Las zapatillas y la gran revelación

¿Cuál sería el desafío capaz de producir tanto cambio y tanta confusión? En esas cavilaciones andaba Pseudonimus cuando en la plaza do Toural se encontró con un antiguo condiscípulo. Tras los abrazos y saludos de rigor, este le confesó que estaba allí rematando el Camino por quinta vez en menos de cuatro años. Una vez desde Cracovia, dos desde París y otra desde Moscú. De la quinta prefería no acordarse. Pseudonimus se sorprendió de tanta devoción en quien de joven posaba como playboy impenitente. El condiscípulo se lo aclaró: se trata de exigencias de la empresa. Desde hace años trabajaba como ejecutivo en Nike. Pseudonimus no entendió nada. Hasta que el ejecutivo le aclaró que entre los objetivos de la empresa figuraba el incorporar sus famosas zapatillas a la vestimenta tradicional de los peregrinos. En menos de tres años junto al sombrero, la esclavina y el bordón, el ochenta por ciento de los peregrinos deberían lucir bien visibles y brillantes unas zapatillas de Nike. Solo después de conseguirlo intentarían la gran jugada. ¡Sustituir la vieira jacobea por el logo de la empresa! Confundido ante semejante atrevimiento, Pseudonimus preguntó dónde se localizaba esa empresa. Con un aire discretamente prepotente el ejecutivo contestó: a la vez en todo el mundo y en ninguna parte. Pseudonimus seguía sin entender nada de lo que estaba oyendo y volvió a contar al condiscípulo sus cuitas sobre el desafío y la respuesta. El ejecutivo se compadeció de su ignorancia y en tono ya más benevolente le dijo: estás perdiendo la chispa que tenías cuando joven. Deberías hacerte mirar las neuronas. Porque tienes al Gran Desafío delante de las narices y no lo reconoces. Tanto yo como las zapatillas somos un producto típico de lo que eres incapaz de ver: la globalización. 

Despedida y cierre

Nadie sabe si fue el shock de las zapatillas, el sabor de una empanada, los efluvios de un lacón o la mención de la UPG lo que sacó a Corvus de su sueño. Era mediodía. El sol alanceaba con fuerza una muchedumbre de hayas, carballos y castiñeiros. El agua cantaba en los regatos y en un cable del tendido eléctrico dos mirlos se hacían el amor. Desde la lejanía, los perfiles de vía Paxaro y de Formigueiros hicieron saber a Corvus que estaba en O Courel, en la Devesa da Rogueira. Todo en el aire era luz, canto, pájaro, reconciliación. Estaba despierto pero el sueño continuaba allí. No parecía que quisiera despedirse. Pensó: «Estamos hechos de la misma materia que nuestros sueños». Y se preguntó: «¿Adónde irán los sueños cuando nos abandonan?». Por los recovecos de su memoria más antigua empezaron a moverse palabras e imágenes. Pronto reconoció su procedencia. Llegaban desde las mocedades de Ulises. Y, de repente todo se quedó quieto como en una foto fija. Era ese momento en el que el príncipe pregunta: «¿Qué es la mentira, Poliades?». Y este le contesta: «Acaso lo que no se sueña, príncipe».

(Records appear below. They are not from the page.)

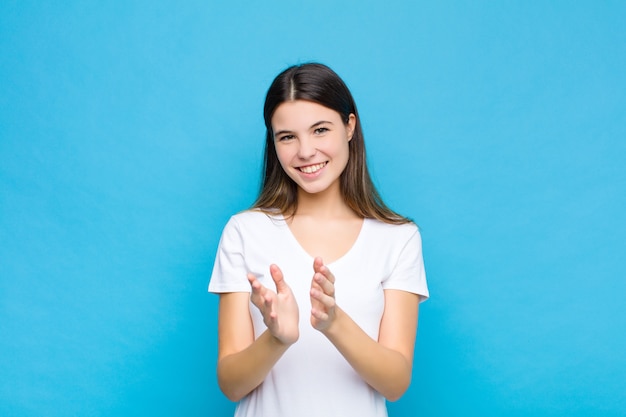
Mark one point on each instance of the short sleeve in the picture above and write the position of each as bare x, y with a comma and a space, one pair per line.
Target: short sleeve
408, 273
229, 270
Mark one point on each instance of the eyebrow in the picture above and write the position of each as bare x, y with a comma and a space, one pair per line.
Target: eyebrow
313, 126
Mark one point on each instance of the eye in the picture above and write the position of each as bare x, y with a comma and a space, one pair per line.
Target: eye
285, 138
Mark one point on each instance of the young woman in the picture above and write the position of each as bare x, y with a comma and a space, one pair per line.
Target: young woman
319, 282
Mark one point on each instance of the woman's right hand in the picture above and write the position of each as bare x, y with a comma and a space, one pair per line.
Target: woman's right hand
279, 309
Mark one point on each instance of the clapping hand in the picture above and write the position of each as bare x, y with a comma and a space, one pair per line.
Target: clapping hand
322, 296
279, 309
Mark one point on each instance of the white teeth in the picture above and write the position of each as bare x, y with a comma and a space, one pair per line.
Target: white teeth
312, 168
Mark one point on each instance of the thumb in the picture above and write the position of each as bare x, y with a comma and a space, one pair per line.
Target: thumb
277, 276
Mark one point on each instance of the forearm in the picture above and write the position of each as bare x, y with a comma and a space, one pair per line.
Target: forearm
384, 369
240, 373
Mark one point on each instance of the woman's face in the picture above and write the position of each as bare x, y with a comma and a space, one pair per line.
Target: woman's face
312, 144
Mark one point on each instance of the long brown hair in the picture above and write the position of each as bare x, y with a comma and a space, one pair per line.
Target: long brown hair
318, 83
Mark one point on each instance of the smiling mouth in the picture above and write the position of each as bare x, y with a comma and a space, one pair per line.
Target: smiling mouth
311, 169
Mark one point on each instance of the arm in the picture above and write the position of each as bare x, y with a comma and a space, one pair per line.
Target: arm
243, 362
385, 364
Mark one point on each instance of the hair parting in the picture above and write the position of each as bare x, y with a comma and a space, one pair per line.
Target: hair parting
319, 84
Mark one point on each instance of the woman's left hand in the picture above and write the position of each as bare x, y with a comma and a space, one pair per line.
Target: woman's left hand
322, 296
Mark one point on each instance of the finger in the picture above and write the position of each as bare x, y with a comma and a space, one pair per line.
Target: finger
326, 300
317, 264
319, 314
326, 272
324, 284
258, 291
279, 280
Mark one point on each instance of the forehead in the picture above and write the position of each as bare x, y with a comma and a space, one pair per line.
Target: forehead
302, 114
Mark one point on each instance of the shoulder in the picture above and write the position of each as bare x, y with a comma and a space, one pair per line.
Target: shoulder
395, 232
253, 217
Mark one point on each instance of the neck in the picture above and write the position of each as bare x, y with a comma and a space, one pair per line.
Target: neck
324, 205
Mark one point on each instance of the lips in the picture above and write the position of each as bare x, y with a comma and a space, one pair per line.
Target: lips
312, 169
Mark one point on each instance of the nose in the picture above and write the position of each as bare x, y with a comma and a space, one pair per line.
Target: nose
306, 149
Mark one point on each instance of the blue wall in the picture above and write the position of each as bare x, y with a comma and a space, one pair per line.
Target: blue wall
131, 131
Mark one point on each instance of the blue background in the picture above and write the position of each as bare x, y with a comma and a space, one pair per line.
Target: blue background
131, 131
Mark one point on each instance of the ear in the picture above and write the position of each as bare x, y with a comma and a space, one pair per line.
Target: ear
350, 126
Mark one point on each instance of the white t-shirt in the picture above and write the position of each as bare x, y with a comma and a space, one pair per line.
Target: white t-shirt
312, 378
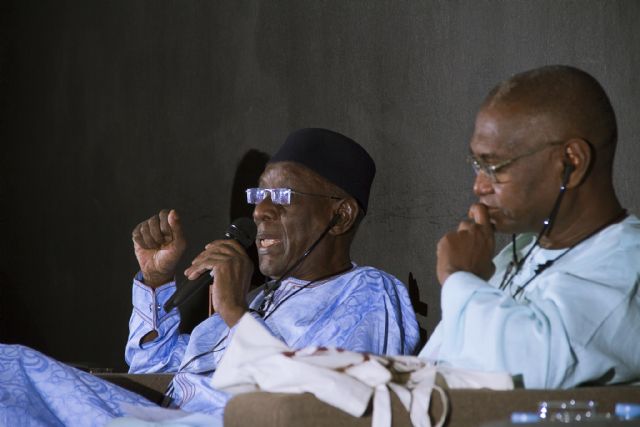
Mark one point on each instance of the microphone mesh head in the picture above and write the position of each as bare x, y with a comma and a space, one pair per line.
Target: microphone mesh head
243, 230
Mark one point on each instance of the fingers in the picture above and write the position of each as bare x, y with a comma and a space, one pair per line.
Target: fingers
157, 230
217, 253
174, 224
479, 214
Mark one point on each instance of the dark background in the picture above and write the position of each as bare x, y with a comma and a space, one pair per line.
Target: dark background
113, 110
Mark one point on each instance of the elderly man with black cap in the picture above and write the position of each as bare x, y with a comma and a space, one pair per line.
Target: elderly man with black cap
312, 196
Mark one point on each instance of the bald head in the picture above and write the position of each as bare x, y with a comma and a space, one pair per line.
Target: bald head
570, 98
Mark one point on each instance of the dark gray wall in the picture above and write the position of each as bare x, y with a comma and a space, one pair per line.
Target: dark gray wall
117, 109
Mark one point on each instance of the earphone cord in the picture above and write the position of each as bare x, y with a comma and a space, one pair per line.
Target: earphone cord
547, 224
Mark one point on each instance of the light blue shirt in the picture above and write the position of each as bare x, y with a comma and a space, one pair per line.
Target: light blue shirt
364, 309
577, 322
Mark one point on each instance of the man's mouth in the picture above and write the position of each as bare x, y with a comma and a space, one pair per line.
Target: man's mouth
267, 243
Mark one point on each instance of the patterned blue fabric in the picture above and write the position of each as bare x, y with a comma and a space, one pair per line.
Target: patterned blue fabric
36, 390
575, 322
364, 309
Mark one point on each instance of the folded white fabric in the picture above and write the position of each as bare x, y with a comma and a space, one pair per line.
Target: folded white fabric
255, 360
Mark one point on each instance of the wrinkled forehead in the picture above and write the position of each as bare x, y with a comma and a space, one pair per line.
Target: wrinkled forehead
507, 128
292, 175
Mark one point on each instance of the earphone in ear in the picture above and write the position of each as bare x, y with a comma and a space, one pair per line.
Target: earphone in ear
335, 219
568, 169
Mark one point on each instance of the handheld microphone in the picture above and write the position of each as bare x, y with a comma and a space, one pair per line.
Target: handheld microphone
243, 230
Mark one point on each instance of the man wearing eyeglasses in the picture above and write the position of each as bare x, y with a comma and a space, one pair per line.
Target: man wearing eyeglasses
313, 195
560, 304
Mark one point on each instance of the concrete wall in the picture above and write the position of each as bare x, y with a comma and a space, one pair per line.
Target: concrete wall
116, 109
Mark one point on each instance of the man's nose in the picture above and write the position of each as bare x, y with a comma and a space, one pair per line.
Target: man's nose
482, 184
265, 210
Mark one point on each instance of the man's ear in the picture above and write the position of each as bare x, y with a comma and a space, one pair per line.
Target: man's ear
347, 213
578, 161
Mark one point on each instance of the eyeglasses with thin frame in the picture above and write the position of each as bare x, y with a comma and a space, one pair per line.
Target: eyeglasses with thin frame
490, 171
279, 196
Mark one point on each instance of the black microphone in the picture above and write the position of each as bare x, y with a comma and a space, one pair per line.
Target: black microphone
242, 230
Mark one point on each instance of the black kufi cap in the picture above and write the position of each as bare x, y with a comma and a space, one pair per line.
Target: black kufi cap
335, 157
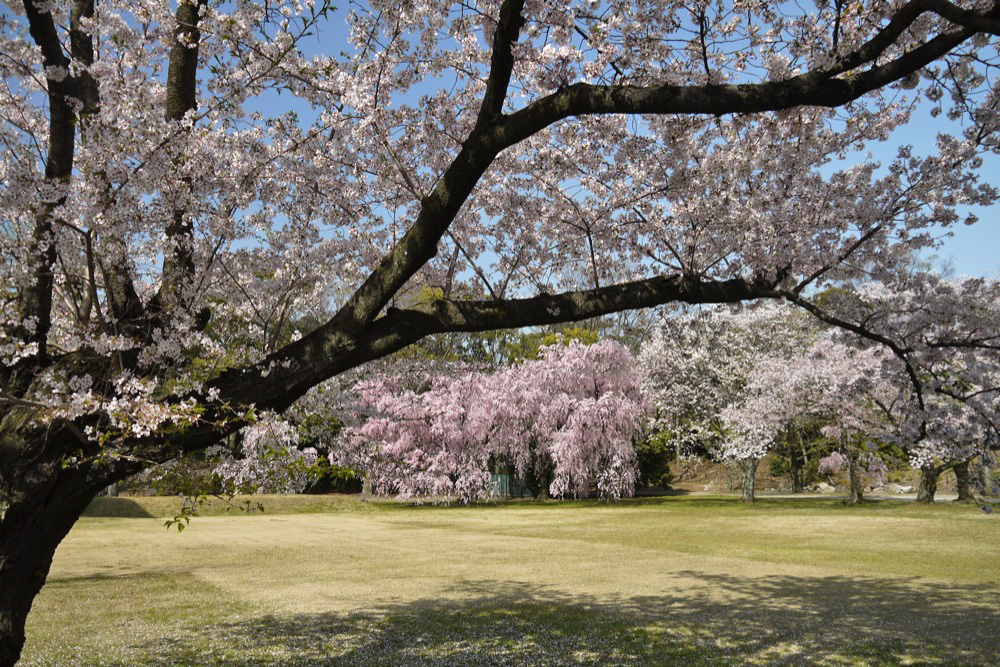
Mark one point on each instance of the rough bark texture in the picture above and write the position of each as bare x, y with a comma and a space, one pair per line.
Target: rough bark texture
854, 475
964, 482
928, 484
40, 499
749, 469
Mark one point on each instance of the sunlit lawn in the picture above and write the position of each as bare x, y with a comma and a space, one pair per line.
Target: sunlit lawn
680, 580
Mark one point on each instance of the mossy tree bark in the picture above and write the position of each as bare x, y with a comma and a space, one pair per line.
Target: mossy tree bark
749, 469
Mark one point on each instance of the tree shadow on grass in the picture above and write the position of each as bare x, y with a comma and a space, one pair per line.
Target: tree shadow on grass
116, 507
724, 620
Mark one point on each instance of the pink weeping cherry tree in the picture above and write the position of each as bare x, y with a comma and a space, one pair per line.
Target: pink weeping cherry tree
567, 419
182, 181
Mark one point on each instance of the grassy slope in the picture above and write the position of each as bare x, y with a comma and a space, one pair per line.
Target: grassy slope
664, 581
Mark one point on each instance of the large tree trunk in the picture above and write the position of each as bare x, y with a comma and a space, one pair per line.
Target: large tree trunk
928, 484
33, 520
749, 469
963, 479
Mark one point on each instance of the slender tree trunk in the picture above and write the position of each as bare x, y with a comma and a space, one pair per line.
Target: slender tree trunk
984, 474
964, 483
796, 469
749, 468
730, 477
543, 485
928, 484
853, 474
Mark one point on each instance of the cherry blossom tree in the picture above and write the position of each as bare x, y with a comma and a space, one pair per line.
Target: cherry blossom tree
567, 419
539, 162
944, 339
707, 377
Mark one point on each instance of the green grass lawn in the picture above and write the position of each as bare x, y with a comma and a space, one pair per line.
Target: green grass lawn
679, 580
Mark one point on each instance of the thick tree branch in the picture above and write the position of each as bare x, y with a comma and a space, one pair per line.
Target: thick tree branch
900, 352
819, 88
501, 61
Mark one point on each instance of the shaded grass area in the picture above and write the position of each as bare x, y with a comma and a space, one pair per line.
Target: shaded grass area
678, 581
168, 506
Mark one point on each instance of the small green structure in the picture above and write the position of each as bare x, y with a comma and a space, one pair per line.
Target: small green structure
510, 486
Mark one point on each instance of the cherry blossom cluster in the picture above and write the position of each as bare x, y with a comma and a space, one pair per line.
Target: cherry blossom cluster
567, 418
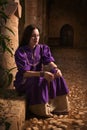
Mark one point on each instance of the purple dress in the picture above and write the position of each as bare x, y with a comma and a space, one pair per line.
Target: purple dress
36, 88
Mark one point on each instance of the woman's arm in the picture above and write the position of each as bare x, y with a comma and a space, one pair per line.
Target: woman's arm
54, 67
47, 75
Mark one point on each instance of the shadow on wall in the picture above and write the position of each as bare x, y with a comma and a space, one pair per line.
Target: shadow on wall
66, 36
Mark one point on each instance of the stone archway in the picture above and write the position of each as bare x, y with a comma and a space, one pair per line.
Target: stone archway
66, 36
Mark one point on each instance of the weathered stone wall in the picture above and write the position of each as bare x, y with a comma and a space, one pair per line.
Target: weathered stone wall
13, 11
72, 13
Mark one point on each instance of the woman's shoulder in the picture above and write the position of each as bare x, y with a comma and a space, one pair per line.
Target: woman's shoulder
44, 46
20, 50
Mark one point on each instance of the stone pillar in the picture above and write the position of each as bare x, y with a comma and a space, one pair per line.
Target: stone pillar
30, 12
13, 11
35, 13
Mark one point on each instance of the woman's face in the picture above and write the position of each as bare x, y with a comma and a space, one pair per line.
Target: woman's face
34, 38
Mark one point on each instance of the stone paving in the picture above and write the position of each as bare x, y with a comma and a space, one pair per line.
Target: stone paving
73, 64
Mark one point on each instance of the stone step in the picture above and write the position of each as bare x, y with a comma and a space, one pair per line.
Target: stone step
12, 110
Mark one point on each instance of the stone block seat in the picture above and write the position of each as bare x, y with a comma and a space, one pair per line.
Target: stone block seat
12, 110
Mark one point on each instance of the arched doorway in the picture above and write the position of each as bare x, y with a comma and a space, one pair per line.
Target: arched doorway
66, 36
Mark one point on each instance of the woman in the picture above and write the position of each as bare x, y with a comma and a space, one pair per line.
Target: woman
46, 91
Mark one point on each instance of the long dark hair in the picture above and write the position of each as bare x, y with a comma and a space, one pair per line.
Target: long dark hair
27, 34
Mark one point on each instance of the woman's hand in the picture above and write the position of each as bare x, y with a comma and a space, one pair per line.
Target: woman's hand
48, 76
58, 73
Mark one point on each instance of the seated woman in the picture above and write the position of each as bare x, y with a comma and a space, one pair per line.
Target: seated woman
46, 91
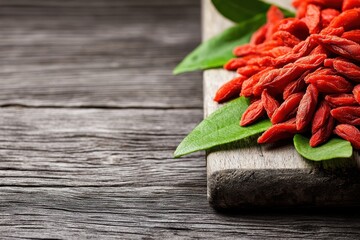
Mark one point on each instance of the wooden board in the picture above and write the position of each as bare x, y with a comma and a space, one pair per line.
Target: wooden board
86, 150
249, 175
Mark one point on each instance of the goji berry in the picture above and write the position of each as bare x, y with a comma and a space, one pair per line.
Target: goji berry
285, 38
295, 86
286, 109
347, 69
277, 52
340, 100
330, 84
270, 104
350, 4
307, 107
349, 20
320, 117
347, 115
301, 8
349, 133
323, 134
249, 70
327, 15
338, 45
259, 36
319, 71
278, 132
295, 27
277, 82
249, 84
312, 18
253, 113
356, 92
353, 35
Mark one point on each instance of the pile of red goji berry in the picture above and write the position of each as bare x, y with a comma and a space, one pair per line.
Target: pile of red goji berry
302, 72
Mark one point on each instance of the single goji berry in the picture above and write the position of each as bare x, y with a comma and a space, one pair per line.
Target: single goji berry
294, 26
347, 115
350, 4
286, 109
230, 89
338, 45
347, 69
248, 49
301, 8
356, 92
253, 113
330, 83
249, 84
278, 132
300, 50
320, 117
307, 107
249, 70
327, 15
277, 52
333, 31
295, 86
286, 38
349, 133
349, 20
259, 36
287, 74
353, 35
340, 100
270, 103
312, 18
264, 61
323, 134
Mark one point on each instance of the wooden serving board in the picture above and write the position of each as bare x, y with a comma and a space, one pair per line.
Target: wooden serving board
246, 174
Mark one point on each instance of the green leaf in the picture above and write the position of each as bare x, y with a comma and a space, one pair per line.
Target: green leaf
240, 10
221, 127
335, 148
218, 50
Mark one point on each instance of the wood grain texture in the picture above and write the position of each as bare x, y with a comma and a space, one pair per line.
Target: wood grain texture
94, 53
107, 172
246, 174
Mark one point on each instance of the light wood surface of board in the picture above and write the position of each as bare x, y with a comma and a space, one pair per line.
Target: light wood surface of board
247, 174
90, 117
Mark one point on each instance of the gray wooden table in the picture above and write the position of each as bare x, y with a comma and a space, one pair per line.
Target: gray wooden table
90, 116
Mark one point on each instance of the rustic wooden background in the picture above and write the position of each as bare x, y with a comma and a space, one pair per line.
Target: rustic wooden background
90, 116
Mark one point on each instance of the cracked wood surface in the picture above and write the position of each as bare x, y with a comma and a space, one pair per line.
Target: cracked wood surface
90, 116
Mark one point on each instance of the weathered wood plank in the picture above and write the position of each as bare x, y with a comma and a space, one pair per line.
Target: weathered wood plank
248, 174
109, 174
98, 53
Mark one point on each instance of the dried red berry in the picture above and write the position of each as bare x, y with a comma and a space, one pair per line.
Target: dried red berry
307, 107
347, 115
349, 133
270, 103
253, 113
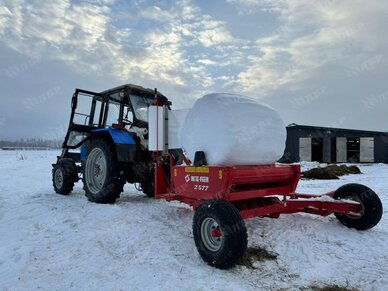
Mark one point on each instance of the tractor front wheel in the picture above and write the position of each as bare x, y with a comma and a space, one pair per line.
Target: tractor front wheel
101, 173
372, 209
219, 233
64, 176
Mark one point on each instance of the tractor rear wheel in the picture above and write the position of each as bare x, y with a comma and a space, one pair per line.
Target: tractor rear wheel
64, 176
219, 233
101, 173
372, 209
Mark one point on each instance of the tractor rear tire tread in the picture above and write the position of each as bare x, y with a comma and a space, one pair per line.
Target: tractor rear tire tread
114, 184
372, 206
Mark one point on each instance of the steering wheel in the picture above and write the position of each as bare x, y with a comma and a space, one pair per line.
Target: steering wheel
127, 122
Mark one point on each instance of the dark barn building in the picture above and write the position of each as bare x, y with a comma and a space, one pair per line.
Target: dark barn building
334, 145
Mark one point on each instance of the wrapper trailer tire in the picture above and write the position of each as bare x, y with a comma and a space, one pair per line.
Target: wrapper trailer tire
372, 208
220, 234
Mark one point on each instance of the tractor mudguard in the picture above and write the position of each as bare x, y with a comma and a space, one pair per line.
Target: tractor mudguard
125, 144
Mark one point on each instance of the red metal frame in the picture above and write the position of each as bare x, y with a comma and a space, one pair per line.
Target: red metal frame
265, 191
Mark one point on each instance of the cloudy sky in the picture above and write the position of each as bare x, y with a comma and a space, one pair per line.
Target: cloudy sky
316, 62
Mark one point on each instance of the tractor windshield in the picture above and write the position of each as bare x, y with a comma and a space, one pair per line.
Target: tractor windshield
140, 107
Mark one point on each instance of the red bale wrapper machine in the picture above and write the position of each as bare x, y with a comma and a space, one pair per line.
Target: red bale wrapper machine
128, 146
223, 196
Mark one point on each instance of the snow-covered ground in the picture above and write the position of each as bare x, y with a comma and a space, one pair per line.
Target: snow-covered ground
52, 242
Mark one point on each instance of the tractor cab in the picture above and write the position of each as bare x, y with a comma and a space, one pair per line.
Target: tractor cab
121, 107
106, 144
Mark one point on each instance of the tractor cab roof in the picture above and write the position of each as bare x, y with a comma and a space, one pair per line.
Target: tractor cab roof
136, 90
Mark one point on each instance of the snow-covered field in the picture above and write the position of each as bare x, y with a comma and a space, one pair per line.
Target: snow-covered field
51, 242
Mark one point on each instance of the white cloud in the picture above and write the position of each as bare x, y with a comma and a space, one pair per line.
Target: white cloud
87, 36
312, 34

Galicia celebraba su Gran Día. Corvus decidió celebrarlo llevando unas rosas do Courel a quien «coa súa obra fixo que Galicia durase mil primaveras máis». Levantó el vuelo y puso rumbo a Mondoñedo. Y a medida que fue subiendo, subiendo, se le iba llenando el alma con las estrofas de una cantiga: «No niño novo do vento / hai unha pomba dourada / Meu amigo/ ¡Quen poidera namorala! / Ten aires de frol recente / cousas de recén casada / ¡Meu amigo! / ¡Quen poidera namorala!». Se acordó de Guimarães Rosa: «A saudade é o corazón dando sombra». Y por primera vez en su larga vida supo que podía ser feliz sin estar escuchando a Beethoven.